Masuka is disappointed when no one but Dexter is interested in attending one of his conferences. When he asks Quinn about it, the latter explains that the department does not respect him because of his personality. LaGuerta (Lauren Vélez) is pressured by Ramón (Jason Manuel Olazabal) into investigating Freebo's whereabouts and decides to collaborate with Ellen Wolf (Anne Ramsay) in exonerating Chicky Hines despite Miguel (Jimmy Smits) telling her to cut it off. Dexter sets up Ramón by giving an anonymous tip to meet him with Miguel. When they arrive, Ramón turns aggressive, and Dexter uses the opportunity to frame him in a negative light. Miguel is disappointed to see he could not trust his own brother and apologizes to Dexter, calling him the only person he can trust. Dexter later visits Rita and, inspired by Fiona's acting, gives a speech to propose to her. Rita is moved and finally accepts his proposal.

==Production==
===Development===
The episode was written by consulting producer Adam E. Fierro, and was directed by Keith Gordon. This was Fierro's first writing credit, and Gordon's fifth directing credit.

==Reception==
===Viewers===
In its original American broadcast, "All in the Family" was seen by an estimated 0.86 million household viewers with a 0.4/1 in the 18–49 demographics. This means that 0.4 percent of all households with televisions watched the episode, while 1 percent of all of those watching television at the time of the broadcast watched it. This was a 20% decrease in viewership from the previous episode, which was watched by an estimated 1.07 million household viewers with a 0.5 in the 18–49 demographics.

===Critical reviews===
"All in the Family" received extremely positive reviews from critics. Matt Fowler of IGN gave the episode a "great" 8.4 out of 10, and wrote, "I wasn't too fond of this episode's running narrative about main characters and supporting players since it seemed a bit too winky - but I loved the scene where Dexter actually finds inspiration for his heartfelt proposal."

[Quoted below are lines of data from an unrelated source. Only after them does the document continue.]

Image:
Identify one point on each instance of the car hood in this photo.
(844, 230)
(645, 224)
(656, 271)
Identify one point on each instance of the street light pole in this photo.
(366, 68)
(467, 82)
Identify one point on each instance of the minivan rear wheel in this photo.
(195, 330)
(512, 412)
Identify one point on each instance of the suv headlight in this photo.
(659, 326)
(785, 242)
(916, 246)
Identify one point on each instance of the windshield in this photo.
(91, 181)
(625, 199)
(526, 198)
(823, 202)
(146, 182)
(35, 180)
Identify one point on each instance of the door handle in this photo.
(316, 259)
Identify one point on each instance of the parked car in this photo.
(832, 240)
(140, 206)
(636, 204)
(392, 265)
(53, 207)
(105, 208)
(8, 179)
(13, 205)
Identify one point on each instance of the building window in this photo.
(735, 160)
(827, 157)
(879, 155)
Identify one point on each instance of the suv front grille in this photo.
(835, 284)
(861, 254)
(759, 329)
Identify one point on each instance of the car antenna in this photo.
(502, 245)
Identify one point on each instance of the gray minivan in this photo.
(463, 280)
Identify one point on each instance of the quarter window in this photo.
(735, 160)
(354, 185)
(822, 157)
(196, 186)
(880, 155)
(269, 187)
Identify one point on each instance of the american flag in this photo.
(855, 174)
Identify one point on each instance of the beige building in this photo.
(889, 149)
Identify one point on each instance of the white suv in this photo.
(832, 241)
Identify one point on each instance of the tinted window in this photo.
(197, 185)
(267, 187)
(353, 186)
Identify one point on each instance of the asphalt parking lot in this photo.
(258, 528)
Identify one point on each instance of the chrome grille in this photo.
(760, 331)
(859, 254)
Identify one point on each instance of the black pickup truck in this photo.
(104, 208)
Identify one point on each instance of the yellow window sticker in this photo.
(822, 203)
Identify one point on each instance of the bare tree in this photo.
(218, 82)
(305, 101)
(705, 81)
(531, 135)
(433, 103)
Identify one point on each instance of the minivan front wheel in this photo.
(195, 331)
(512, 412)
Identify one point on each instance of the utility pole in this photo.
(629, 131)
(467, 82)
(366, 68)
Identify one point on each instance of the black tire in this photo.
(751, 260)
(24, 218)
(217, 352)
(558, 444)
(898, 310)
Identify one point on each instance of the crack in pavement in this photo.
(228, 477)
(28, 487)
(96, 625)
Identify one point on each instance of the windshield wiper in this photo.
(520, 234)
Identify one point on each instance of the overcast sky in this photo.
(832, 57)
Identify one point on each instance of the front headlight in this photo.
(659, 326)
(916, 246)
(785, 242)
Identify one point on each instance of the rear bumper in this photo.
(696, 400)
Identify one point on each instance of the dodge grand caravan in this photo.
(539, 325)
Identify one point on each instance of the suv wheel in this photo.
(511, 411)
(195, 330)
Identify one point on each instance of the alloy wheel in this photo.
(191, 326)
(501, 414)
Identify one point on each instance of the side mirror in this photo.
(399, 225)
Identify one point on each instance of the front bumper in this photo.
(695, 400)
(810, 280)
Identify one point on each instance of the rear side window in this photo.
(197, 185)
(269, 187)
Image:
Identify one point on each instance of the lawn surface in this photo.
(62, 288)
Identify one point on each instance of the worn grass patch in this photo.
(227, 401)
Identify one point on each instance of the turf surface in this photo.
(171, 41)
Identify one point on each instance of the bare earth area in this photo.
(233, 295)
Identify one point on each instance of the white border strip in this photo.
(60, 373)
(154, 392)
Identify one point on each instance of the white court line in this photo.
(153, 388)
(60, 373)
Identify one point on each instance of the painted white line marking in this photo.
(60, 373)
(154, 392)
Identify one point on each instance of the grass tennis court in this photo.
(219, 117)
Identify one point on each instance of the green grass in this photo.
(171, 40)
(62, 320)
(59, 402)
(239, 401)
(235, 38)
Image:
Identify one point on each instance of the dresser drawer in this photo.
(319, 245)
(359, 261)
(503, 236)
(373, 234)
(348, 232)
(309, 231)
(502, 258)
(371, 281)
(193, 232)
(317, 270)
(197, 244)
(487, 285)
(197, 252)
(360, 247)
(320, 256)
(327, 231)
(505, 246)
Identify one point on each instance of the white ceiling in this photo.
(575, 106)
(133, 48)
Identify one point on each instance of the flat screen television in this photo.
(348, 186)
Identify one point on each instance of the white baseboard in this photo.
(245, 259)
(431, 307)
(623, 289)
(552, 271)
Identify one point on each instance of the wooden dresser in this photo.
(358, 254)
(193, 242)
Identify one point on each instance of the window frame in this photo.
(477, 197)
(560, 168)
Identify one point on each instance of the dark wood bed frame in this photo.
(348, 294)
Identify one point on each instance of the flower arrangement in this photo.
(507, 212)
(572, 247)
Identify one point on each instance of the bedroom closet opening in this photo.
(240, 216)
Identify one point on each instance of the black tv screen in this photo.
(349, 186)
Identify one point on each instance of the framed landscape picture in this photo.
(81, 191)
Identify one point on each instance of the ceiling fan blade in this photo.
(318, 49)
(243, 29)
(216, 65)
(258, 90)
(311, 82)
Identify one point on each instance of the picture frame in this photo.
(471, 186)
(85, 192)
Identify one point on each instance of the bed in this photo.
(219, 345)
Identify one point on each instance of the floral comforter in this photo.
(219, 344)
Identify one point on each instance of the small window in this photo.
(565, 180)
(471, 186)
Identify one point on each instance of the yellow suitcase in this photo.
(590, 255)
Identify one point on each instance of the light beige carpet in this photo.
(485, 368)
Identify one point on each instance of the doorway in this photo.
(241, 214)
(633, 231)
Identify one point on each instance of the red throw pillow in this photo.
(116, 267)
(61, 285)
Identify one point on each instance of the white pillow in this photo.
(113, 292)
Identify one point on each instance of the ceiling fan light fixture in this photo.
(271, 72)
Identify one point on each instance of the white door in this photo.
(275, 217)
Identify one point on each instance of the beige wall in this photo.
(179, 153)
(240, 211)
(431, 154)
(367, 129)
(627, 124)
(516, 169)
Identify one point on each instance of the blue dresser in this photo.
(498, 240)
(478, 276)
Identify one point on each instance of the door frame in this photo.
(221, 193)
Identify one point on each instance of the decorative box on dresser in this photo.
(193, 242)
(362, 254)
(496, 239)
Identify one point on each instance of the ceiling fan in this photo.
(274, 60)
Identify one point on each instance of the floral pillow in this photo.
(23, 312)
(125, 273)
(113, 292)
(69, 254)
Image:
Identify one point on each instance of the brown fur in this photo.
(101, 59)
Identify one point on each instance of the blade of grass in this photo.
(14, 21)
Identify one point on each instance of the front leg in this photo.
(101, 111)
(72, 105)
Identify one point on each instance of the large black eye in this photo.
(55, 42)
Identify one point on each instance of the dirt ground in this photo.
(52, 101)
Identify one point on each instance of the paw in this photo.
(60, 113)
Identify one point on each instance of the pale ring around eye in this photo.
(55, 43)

Scott Tobias of The A.V. Club gave the episode a "B" grade and wrote, "Though “All In The Family” had some of the weakest material in any of the four episodes so far, Dexter's fresh understanding that he's an actor in a play was captivating to behold." Jeffrey Bloomer of Paste wrote, "Elsewhere, if this was not exactly the strongest episode of the season, it did finally allow for a subplot confined to a single episode, which used to be a touchstone of the series. The murder investigation felt like it could have come from any of the many investigation series now on television, but it at least afforded the show a measure of dramatic relief, the sense the characters still have jobs outside of the show's primary mechanics."

Alan Sepinwall wrote, "Either he has a strong understanding of social cues and what makes people tick, or he doesn't. And here, his behavior seemed less about being true to who Dexter is than to serving the needs of the script. Because of that inconsistency, I couldn't even really appreciate Michael C. Hall and Julie Benz's work in the scene where Dexter finally proposes the right way." Paula Paige of TV Guide wrote, "He knows he is merely acting, but wonders if it might ever be real. Dexter is still finding a skin that allows him to fit in."

Debra McDuffee of TV Squad wrote, "I'm really enjoying Dexter this season, so far. Although it seems to have a slightly different tone than past seasons, it continues to hold my rapt attention with its amazing character development and intricate plotlines." Television Without Pity gave the episode a "B" grade.